Temperature-Dependent Fatigue Properties of MXene-Based Flexible Pressure Sensor with Hollow Structure

Abstract

The sensing capability of flexible piezoresistive sensors made of polymers and nanofillers can be significantly improved by a hollow design, with their mechanical stability being closely linked to temperature variations. In this article, a flexible piezoresistive sensor based on hollow polydimethylsiloxane (PDMS)/MXene/carbon nanotube active layers is fabricated using a sacrificial template method. It is observed that the sensitivity of the sensor is attenuated down to 8% as the temperature falls from 20 to −40 °C during bending 10,000 times.

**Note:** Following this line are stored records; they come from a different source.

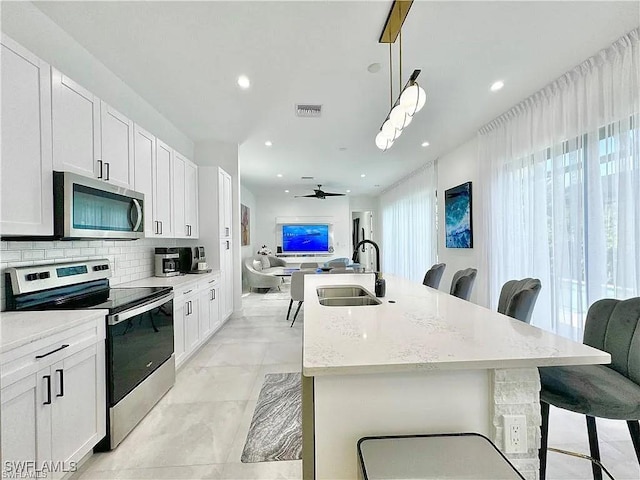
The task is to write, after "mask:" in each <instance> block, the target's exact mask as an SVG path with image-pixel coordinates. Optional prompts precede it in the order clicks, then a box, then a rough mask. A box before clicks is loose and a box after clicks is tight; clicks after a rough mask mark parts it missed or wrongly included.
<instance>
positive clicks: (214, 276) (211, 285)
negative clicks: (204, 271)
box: [198, 273, 220, 291]
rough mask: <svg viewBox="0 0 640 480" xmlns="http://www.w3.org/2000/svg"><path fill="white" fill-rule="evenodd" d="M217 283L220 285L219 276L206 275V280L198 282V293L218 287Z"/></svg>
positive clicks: (200, 280)
mask: <svg viewBox="0 0 640 480" xmlns="http://www.w3.org/2000/svg"><path fill="white" fill-rule="evenodd" d="M218 283H220V274H217V273H216V274H212V275H207V277H206V278H204V279H202V280H200V281H199V282H198V290H199V291H202V290H206V289H207V288H209V287H214V286H216V285H218Z"/></svg>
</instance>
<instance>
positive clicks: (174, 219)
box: [173, 152, 187, 238]
mask: <svg viewBox="0 0 640 480" xmlns="http://www.w3.org/2000/svg"><path fill="white" fill-rule="evenodd" d="M186 163H187V161H186V159H185V158H184V157H183V156H182V155H180V154H179V153H178V152H174V155H173V215H174V237H175V238H186V237H187V223H186V217H185V187H186V183H185V175H186V172H185V169H186Z"/></svg>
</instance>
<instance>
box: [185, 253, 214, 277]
mask: <svg viewBox="0 0 640 480" xmlns="http://www.w3.org/2000/svg"><path fill="white" fill-rule="evenodd" d="M178 252H179V254H180V271H181V272H183V273H209V272H211V269H210V268H209V265H207V257H206V256H205V254H204V247H178Z"/></svg>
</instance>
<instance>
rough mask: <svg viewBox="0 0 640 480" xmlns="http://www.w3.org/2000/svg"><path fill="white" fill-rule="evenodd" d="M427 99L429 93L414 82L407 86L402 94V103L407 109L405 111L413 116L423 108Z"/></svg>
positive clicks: (425, 102) (421, 109)
mask: <svg viewBox="0 0 640 480" xmlns="http://www.w3.org/2000/svg"><path fill="white" fill-rule="evenodd" d="M426 101H427V94H426V93H425V91H424V89H423V88H422V87H421V86H420V85H418V84H417V83H414V84H413V85H410V86H408V87H407V88H405V90H404V92H402V95H400V105H401V106H402V107H403V108H404V109H405V112H407V114H409V115H410V116H413V115H414V114H415V113H416V112H419V111H420V110H422V107H424V104H425V103H426Z"/></svg>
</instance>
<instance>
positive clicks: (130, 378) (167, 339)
mask: <svg viewBox="0 0 640 480" xmlns="http://www.w3.org/2000/svg"><path fill="white" fill-rule="evenodd" d="M125 313H126V312H125ZM107 329H108V332H107V351H108V356H109V365H108V375H109V381H110V383H111V386H112V388H111V389H110V392H109V405H110V406H113V405H115V404H116V403H118V402H119V401H120V400H121V399H122V398H123V397H124V396H125V395H127V394H128V393H129V392H130V391H131V390H133V389H134V388H135V387H136V386H137V385H138V384H139V383H141V382H142V381H143V380H144V379H145V378H146V377H148V376H149V375H150V374H151V373H153V372H154V371H155V370H156V369H157V368H158V367H159V366H160V365H162V364H163V363H164V362H165V361H166V360H167V359H168V358H169V357H171V354H172V353H173V300H169V301H168V302H166V303H164V304H162V305H161V306H159V307H156V308H153V309H152V310H148V311H146V312H144V313H141V314H139V315H136V316H134V317H131V318H129V319H127V320H123V321H121V322H120V323H118V324H116V325H108V326H107Z"/></svg>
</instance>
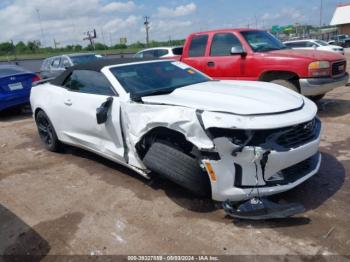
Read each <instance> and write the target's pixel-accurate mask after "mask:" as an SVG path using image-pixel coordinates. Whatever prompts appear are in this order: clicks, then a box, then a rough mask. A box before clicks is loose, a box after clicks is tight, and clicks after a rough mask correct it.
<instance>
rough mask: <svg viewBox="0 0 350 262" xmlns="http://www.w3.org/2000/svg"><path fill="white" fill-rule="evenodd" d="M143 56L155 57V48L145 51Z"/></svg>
mask: <svg viewBox="0 0 350 262" xmlns="http://www.w3.org/2000/svg"><path fill="white" fill-rule="evenodd" d="M143 58H154V50H147V51H144V52H143Z"/></svg>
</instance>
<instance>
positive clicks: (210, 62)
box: [207, 61, 215, 67]
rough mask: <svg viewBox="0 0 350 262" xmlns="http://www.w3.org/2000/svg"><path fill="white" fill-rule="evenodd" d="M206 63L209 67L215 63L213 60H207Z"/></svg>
mask: <svg viewBox="0 0 350 262" xmlns="http://www.w3.org/2000/svg"><path fill="white" fill-rule="evenodd" d="M207 65H208V66H209V67H213V66H215V63H214V62H213V61H209V62H208V63H207Z"/></svg>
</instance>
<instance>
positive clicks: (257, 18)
mask: <svg viewBox="0 0 350 262" xmlns="http://www.w3.org/2000/svg"><path fill="white" fill-rule="evenodd" d="M254 18H255V29H258V18H257V16H256V15H254Z"/></svg>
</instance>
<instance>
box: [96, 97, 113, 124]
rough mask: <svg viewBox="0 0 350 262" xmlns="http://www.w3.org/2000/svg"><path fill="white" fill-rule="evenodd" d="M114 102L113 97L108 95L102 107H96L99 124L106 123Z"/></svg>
mask: <svg viewBox="0 0 350 262" xmlns="http://www.w3.org/2000/svg"><path fill="white" fill-rule="evenodd" d="M112 103H113V97H108V98H107V100H106V102H103V103H102V104H101V106H100V107H98V108H96V120H97V124H99V125H100V124H103V123H106V121H107V118H108V110H109V108H110V107H111V105H112Z"/></svg>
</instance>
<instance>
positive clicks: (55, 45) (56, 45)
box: [53, 39, 60, 49]
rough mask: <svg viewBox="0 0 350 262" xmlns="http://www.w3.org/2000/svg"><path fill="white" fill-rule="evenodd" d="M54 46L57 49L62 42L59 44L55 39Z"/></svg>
mask: <svg viewBox="0 0 350 262" xmlns="http://www.w3.org/2000/svg"><path fill="white" fill-rule="evenodd" d="M53 45H54V46H55V49H56V48H57V47H58V46H59V45H60V42H57V41H56V39H53Z"/></svg>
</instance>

The numerical results and theoretical analysis indicate that reduced strain energy absorption by PDMS and weakened geometric confinement of the hollow skeleton at low temperatures jointly accelerate the disruption of van der Waals interactions at the PDMS/MXene interface, constituting the main cause of this phenomenon. The interfacial energy dissipation behavior of PDMS can effectively alleviate van der Waals force damage and protect the integrity of the hollow skeleton at 20 °C. However, under subzero temperatures, the PDMS chains cannot effectively disperse strain energy, and this results in damage to the hollow structure, ultimately deteriorating the sensor’s fatigue endurance. This work may provide new insights for the development of flexible electronics with antifatigue performance in harsh environments.